A dishonored payment fee is a charge issued when a payment bounces due to insufficient funds in your bank account or when your account is closed. If the wrong payment information is accidentally used, that may also prompt a dishonored payment fee.
What Is a Dishonored Payment Fee?
Dishonored payment fees are also called returned payment fees. You can find information on this type of fee in your finance contract. This type of fee is issued by banks, credit unions, landlords, cell phone companies, and many other businesses.
Financial institutions use various fees to make money and urge borrowers to pay on time. Most financial products will have fees associated with them, whether they are bank loans, or online installment loans.
When a payment bounces, the Creditor is not paid on time and must wait for the individual to make a payment or submit the correct financial details. A late charge may also be issued in addition to the dishonored payment fee, depending on the financial institution.
How Much Is a Dishonored Payment Fee?
The cost of a dishonored payment fee varies per lender. The cost typically ranges from $25 to $40 for the first bounced payment. If more than one payment bounces, then any additional bounced payments could either be the exact cost as the first dishonored payment fee or more.
Depending on the recipient of the bounced payment, you may be fined two dishonored payment fees. For example, if your rent payment bounces, you may be fined by your landlord and your bank. Your bank or credit union may charge a non sufficient funds (NSF) fee for a returned payment. The cost of an NSF fee ranges from $10 to $40, though the average is $30.
What Are the Consequences of a Dishonored Payment Fee?
Having a payment bounce will result in a dishonored fee, but could it lower your credit score? Bounced payments do not affect a credit score, but late payments do—severely. Acting quickly to pay a scheduled bill as soon as you are notified of a bounced payment may help you avoid a lowered credit score and a possible Late charge.
If your credit score ever dips, don’t panic. Financial options are always available, and working to raise your credit score by 100 points in a single month is not an impossible feat.
Multiple dishonored payment fees may increase your interest rates for loans. An unstable payment history may not make you ineligible for financing. Still, your interest rates will likely be higher to offset the lending risk.
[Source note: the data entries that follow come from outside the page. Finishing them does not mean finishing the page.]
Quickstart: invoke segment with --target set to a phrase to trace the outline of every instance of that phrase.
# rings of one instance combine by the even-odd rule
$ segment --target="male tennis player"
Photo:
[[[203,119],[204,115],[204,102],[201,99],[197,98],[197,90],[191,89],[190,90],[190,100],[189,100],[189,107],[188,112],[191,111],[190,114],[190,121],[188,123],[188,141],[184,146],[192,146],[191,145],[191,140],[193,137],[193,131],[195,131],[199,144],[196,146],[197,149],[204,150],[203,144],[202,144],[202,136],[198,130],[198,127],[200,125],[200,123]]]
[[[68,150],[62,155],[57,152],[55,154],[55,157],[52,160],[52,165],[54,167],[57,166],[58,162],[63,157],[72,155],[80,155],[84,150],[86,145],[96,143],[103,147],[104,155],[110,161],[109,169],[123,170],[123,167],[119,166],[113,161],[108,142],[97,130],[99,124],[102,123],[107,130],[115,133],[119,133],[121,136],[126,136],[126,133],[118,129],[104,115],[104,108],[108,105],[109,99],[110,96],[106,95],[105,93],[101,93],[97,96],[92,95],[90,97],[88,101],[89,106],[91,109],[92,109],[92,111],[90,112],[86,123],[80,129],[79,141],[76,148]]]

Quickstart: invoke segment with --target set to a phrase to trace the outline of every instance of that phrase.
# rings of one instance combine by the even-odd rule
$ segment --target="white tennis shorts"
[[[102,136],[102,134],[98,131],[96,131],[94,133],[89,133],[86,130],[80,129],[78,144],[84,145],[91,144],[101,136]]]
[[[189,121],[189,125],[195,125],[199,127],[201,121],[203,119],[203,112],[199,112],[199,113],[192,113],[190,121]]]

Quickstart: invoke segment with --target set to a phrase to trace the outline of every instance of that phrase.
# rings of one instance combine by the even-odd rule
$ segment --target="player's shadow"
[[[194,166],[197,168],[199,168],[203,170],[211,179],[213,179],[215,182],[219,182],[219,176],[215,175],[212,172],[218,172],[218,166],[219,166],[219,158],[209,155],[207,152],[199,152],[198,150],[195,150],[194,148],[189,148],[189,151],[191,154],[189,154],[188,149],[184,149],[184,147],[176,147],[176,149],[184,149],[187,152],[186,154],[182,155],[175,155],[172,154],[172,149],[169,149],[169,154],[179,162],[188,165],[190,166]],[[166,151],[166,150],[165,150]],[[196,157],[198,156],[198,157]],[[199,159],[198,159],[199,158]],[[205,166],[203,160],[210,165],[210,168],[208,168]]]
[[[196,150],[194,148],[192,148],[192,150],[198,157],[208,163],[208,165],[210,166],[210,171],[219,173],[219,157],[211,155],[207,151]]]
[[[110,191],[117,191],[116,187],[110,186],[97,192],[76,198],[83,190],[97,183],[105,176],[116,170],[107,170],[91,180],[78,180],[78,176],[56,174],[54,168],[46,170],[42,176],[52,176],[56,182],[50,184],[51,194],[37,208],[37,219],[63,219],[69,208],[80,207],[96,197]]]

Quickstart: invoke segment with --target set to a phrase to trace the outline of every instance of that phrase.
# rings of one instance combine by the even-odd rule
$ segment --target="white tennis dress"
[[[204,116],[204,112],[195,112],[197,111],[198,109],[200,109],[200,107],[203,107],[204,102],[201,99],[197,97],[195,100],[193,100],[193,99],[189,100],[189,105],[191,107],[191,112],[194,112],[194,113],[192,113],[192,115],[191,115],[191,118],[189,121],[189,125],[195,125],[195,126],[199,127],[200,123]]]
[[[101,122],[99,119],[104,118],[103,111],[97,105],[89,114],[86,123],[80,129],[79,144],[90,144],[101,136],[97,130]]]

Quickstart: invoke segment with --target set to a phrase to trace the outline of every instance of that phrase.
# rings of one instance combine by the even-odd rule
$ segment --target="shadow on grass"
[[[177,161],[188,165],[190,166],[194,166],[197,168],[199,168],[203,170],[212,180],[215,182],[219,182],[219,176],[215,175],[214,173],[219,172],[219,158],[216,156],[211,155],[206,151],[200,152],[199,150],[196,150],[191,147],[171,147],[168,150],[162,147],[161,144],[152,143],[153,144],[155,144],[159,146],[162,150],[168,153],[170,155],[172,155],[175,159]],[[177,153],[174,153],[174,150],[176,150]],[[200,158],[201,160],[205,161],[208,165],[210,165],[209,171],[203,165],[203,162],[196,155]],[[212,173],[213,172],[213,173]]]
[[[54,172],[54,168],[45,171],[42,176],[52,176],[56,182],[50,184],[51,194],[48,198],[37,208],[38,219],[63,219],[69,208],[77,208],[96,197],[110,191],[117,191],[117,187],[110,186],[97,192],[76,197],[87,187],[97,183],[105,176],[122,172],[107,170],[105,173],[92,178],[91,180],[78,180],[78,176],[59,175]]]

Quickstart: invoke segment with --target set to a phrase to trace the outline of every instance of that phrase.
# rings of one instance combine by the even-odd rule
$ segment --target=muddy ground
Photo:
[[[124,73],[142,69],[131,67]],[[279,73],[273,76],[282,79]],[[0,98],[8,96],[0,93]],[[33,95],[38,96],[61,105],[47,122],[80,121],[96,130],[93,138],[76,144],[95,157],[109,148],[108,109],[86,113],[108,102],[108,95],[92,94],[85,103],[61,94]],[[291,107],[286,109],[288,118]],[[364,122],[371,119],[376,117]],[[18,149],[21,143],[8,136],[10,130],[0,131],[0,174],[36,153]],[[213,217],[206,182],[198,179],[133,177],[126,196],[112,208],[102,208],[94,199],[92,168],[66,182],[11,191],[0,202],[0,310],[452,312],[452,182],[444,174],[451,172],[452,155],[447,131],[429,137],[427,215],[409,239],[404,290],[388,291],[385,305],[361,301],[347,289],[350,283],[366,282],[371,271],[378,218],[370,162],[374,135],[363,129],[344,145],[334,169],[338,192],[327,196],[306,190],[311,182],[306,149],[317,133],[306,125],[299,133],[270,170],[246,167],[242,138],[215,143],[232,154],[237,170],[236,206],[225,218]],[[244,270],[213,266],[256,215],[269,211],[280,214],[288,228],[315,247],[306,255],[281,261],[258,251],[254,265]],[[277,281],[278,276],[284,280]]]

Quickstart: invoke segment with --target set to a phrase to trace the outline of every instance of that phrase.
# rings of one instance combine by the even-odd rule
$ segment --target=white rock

How To Avoid Paying a Dishonored Payment Fee
The best way to prevent paying a dishonored payment fee is to keep a close eye on your finances and set up an action plan. Learn how to better manage your finances and avoid paying a dishonored payment fee below.
Use Extensions To Avoid Dishonored Payment Fees
If you know you won’t have enough money in the bank by the payment due date, talk to your creditor as soon as possible. An extension may be possible, especially if you haven’t missed previous payments. This would allow you to avoid the dishonored payment fee and maintain your payment history.
If an extension is not possible, consider simply paying a late charge. If insufficient funds are in a bank account and a scheduled payment bounces, you may have to pay both the creditor and the bank. Having to pay two dishonored payment fees may only disrupt your finances further. One late charge may be a better financial decision. If you have no previous late payments, you may even be able to have the first waived.
Cancel Automatic Payments To Avoid Dishonored Payment Fees
Some types of income may put a person at risk for dishonored payment fees. Self-employed individuals may not earn the same amount every month and thus may run the risk of a bounced payment. One way to avoid a dishonored payment fee is to cancel automatic payments. Manually paying bills through your online accounts may help you better track spending and stay mindful of how much money you have in the bank.
Start a Budget Plan To Avoid Dishonored Payment Fees
Establishing a money management plan could help ensure you have money in your checking account for essential bills. Learn more about how much you should have in your checking account. An easy budgeting rule to follow is the 50/30/20 rule, which can be easily adjusted to fit any lifestyle.
This budgeting method involves allocating your monthly income to three categorized expenses every month. Take a look:
- 50% – Half of your monthly income should be spent on essential expenses. Essential expenses include housing, pet supplies, grocery store visits, gas, and additional non-negotiable spending.
- 30% – About 30% of your monthly income should be spent on entertainment and frivolous expenses. This category includes takeout, clothing, travel, and any costs that are not necessary but bring you joy.
- 20% – The last 20% of your monthly income should be solely for your savings account. If you don’t have a savings account, this is a great way to start a small rainy day fund.
You can alter the 50/30/20 budgeting method if your essential expenses cost more than 50% of your income. If you want more pocket money, the savings budget could be lowered to 10%. Learning how to organize your finances means being mindful of how much money you are spending and finding new ways to save on expenses.